Les pans de la vaste tente de peaux cousues bruissaient sous le vent, qui soufflait tout là-haut sur l’Atakor du Hoggar. Le soir, à l’instant ou le soleil, plus rouge que les grenades des oasis lointaines, disparaissait, lentement dévoré par les mâchoires des chacals affamés, le froid tombait comme une guillotine sur le cou d’un oiseau. Et le gel terrible de la nuit de pure obsidienne constellée d’étoiles, si nombreuses qu’elles contestaient les puissances nocturnes, succédait à l’éclatante lumière brûlante de la journée.

Alors Djédjiga rabattait les peaux et les fixait au sol. La tente était doublée de toiles épaisses, protectrices, de grandes lattes de bois, assemblées et serrées, tenaient lieu de mur bas, dans lequel une ouverture ménagée faisait office d’entrée, close la nuit par l’auvent de cuir replié qui assurait une parfaite étanchéité. Elle s’était assise en tailleur près du foyer, s’affairait à cuire des galettes de taguella – le pain targui. La chorba, la soupe épaisse de légumes et de viande de chèvre, mijotait depuis le matin. La lumière du feu central et des bougies de suif grossier disposées au pied des cloisons de bois, se reflétait sur la toile du toit comme sur les tapis laineux qui recouvraient le sol, ces lueurs rouges repoussaient l’ombre aux limites de l’espace de vie. Au-delà de la poutre d’acacia qui partageait la tente en deux, la partie consacrée au repos de la famille et des invités, protégée par une paroi de tissus épais, était plongée dans l’obscurité totale. La jeune targuia aimait cette lumière tremblante, chaude et rassurante.

Elle avait épousé Afalku, le fils de son oncle voici peu. Elle l’avait choisi parmi les autres prétendants déclarés de la tribu, personne n’avait discuté. Monté sur son méhari blanc, Afalku, au visage de rapace, était parti à la tête d’une caravane lourdement chargée jusqu’au Tassili, loin au Nord Est. Cela faisait des semaines. Tous deux étaient des Imajaghans de haute extraction, des âmes nobles et libres, leur tribu d’origine se trouvait au sommet de la hiérarchie Touarègue.

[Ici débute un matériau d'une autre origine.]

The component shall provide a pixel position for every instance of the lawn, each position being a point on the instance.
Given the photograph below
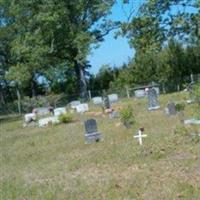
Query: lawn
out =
(54, 162)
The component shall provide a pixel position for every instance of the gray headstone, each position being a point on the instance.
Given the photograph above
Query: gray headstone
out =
(113, 98)
(74, 104)
(106, 102)
(140, 93)
(152, 98)
(171, 108)
(91, 131)
(97, 100)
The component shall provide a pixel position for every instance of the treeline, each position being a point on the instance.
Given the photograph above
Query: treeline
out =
(44, 45)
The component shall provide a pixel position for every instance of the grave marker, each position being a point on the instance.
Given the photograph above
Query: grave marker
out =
(82, 108)
(113, 98)
(91, 131)
(152, 98)
(140, 135)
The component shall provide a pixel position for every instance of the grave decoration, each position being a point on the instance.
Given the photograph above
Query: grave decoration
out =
(91, 131)
(152, 98)
(139, 136)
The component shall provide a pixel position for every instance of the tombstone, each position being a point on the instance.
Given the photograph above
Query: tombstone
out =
(74, 104)
(82, 108)
(97, 100)
(152, 98)
(140, 135)
(114, 114)
(113, 98)
(91, 131)
(41, 111)
(171, 109)
(49, 120)
(30, 117)
(106, 102)
(59, 111)
(140, 93)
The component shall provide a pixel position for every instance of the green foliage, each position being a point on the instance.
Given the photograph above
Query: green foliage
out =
(127, 115)
(66, 118)
(180, 107)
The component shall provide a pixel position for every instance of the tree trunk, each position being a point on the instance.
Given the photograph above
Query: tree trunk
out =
(81, 80)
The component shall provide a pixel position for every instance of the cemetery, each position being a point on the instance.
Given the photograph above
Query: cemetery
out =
(100, 100)
(55, 160)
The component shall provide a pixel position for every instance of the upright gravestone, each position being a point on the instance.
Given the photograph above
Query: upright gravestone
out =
(74, 104)
(106, 102)
(152, 98)
(81, 108)
(97, 100)
(60, 111)
(171, 109)
(91, 131)
(113, 98)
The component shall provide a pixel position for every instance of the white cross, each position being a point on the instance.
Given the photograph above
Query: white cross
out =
(140, 136)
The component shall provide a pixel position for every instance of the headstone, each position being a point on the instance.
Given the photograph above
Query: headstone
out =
(114, 114)
(97, 100)
(152, 98)
(192, 122)
(82, 108)
(140, 93)
(41, 111)
(59, 111)
(74, 104)
(171, 109)
(46, 121)
(113, 98)
(91, 131)
(106, 102)
(30, 117)
(140, 135)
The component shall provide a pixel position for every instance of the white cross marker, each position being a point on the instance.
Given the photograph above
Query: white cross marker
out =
(140, 136)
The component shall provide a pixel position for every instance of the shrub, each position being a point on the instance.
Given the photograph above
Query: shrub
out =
(66, 118)
(127, 116)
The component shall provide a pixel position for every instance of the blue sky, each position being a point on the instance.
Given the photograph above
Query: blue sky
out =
(112, 51)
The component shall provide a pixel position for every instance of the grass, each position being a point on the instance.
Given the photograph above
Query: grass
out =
(54, 163)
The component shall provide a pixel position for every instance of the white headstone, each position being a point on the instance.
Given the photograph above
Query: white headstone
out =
(74, 104)
(41, 111)
(140, 136)
(113, 98)
(97, 100)
(30, 117)
(82, 108)
(140, 93)
(59, 111)
(45, 121)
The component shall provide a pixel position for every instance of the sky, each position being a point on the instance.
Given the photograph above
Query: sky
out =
(112, 51)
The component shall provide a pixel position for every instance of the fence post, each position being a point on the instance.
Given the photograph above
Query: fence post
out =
(127, 92)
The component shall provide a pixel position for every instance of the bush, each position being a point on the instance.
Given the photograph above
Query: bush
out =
(127, 116)
(180, 107)
(65, 118)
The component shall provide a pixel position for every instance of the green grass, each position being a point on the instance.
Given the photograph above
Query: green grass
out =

La jeune femme psalmodiait un chant ancien en pétrissant la pâte, alternant notes graves et longues, ornementées d’aigues brèves, un chant qui célébrait les vertus de Hin Hanan, “celle qui se déplace”, la Mère des origines, la Fondatrice de la Légende. Ses mains aux longs doigts agiles s’enfonçaient dans la chair molle qui fleurait bon la farine, elle l’écrasait entre ses paumes, la pâte, entre ses doigts fuselés, coulait en longs filaments qui se tordaient. Puis elle frottait ses mains l’une contre l’autre, dégageait ses doigts des reliefs de pommade collante qu’elle aspergeait de farine sèche, observait méticuleusement ses paumées noires de henné, avant de les replonger dans la soie de blé immaculée, pour reprendre son pétrissage. Et cela jusqu’à ce que la consistance de la taguella la satisfasse pleinement. Toute à sa tache voluptueuse, elle bourdonnait son cantabile, s’arrêtant parfois pour soupirer de plaisir. Elle écrasait ensuite sur une pierre plate les boules de pâte, pour en faire des galettes rondes, puis les posait au bord du feu pour qu’elles blondissent lentement. Une odeur de pain cuit, de grillé, d’épices chaudes, de légumes et de viande fondante, flottait dans l’air, des bulles, qui crevaient à la surface de la soupe en faisant de petits bruit gras, s’échappaient des parfums chauds de coriandre et de cumin qui relevaient tous les autres.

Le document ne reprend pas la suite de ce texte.